Reputation: 1646
My application is a the world map with some shapes. The user can drag and zoom the map for navigation.
The world bounds coordination are minX=-180 minY=-90 maxX=180 maxY=90. My shapes vertices are as well in this coordinates range.
I use orthographic projection for mapping the world to the screen. When the user drag or zoom i'm simply change the matrix with the new visible map bounds.

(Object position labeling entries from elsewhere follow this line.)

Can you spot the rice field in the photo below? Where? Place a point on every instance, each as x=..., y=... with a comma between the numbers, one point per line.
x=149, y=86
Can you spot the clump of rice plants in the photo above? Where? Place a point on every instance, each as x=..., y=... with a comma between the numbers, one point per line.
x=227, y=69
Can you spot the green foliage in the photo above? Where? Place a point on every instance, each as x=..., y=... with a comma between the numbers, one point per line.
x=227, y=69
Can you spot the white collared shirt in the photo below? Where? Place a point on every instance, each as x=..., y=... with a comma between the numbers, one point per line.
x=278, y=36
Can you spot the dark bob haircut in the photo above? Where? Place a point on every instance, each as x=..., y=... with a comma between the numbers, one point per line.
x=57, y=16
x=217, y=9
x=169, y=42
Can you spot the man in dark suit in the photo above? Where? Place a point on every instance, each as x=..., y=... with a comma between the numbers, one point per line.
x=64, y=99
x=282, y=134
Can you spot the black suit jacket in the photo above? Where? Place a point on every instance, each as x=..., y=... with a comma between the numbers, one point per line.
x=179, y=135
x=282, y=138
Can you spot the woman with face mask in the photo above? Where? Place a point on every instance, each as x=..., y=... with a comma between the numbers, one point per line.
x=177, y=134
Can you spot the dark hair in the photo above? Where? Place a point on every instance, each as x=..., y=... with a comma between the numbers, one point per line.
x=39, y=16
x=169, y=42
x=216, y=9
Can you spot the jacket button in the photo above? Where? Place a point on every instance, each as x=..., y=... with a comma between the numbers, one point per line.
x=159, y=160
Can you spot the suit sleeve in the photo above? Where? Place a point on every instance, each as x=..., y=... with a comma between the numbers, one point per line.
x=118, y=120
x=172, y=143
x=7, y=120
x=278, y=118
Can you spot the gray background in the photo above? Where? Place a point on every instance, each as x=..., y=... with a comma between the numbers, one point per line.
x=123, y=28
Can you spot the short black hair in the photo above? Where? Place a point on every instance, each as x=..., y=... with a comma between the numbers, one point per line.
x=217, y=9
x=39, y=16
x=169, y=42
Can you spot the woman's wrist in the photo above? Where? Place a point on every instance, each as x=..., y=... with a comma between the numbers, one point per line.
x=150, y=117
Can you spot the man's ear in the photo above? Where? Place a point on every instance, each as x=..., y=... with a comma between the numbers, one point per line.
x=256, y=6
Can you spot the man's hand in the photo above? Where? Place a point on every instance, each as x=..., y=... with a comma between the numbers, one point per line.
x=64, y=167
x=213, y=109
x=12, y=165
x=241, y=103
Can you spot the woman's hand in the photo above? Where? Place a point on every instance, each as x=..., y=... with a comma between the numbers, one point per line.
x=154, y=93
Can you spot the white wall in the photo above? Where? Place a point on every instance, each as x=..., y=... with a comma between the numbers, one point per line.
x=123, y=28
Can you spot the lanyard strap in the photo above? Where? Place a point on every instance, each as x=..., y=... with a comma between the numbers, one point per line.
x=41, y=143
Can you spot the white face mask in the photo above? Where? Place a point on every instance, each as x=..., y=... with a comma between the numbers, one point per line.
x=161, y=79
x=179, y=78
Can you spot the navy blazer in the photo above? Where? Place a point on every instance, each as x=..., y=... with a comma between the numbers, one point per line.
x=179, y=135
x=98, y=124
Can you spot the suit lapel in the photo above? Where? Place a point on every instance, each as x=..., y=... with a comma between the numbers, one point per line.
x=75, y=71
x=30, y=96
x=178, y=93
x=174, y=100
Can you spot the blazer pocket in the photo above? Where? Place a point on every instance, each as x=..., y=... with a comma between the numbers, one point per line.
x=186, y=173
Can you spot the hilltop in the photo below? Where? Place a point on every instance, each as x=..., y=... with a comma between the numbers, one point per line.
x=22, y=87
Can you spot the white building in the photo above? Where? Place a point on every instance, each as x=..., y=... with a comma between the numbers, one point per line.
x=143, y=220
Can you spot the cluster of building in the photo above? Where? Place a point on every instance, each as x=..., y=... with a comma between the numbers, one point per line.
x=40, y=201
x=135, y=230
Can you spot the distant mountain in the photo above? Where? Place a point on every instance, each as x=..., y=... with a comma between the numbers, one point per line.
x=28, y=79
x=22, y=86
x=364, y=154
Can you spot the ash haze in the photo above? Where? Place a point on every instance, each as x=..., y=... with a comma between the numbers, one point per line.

The application works well, the user can zoom, and drag the map. the shapes are moving accordingly.
I use lighgl
as a 3rd party
The problems occurs when the user zooming in allot, then my shapes vertices are starting to shake and in some point disappear. I'm pretty sure this is a float precision problems. because when we zoom in the visible area bounds is very small - for ex. minx:30.0001 - maxX: 30.0002, so as y.
my shaders are basic shaders as shown below:
Vertex Shader
uniform mat4 gl_ModelViewProjectionMatrix;
attribute vec4 gl_Vertex;
void main() {
gl_Position = gl_ModelViewProjectionMatrix * gl_Vertex;
}
Fragment Shader
void main() {
gl_FragColor = vec4(1.,0.,0.,1.);
}
I'm looking for a math or webGL solution for this problem..
Try 1:
I tried to scale everything by factor, but for some reason it didn't work.
For ex. instead of mapping the minX:30.001 it will map minx:3000.1 - factor 100 (and so on for the rest of the bounds values). In my shader I multiply my gl_Vertex with this factor. But it is looking the same.
Upvotes: 0
Views: 247
Reputation: 1646
After many tries and examining how float bits works, i've realized that when my values of float are between -1 to 1 the precision is very high. around +/-1.e-45
.
So what i'm basically doing is offsetting my mapping to origin - my middle point will be (0,0). and so on the vertices comes in the shader.
For Ex.
if our world map is showing an area between 30.999999990
to 30.999999996
(in X and Y) then mapping this values will basically map the round values - 40
to 40
due to float precision.
For solving it we offset to origin as mention before.
which mean, 30.999999993
is the middle of the mapping values, i'm reducing the them by it.
Mapping now -0.000000003
to 0.000000003
- this values are acceptable in float.
Our integer (if this is the right word for it) is 0
, so more bits are now available for the fraction.
In the shader i'm also reducing this middle value (30.999999993
) from my vertices..
Hope helped someone with this answer.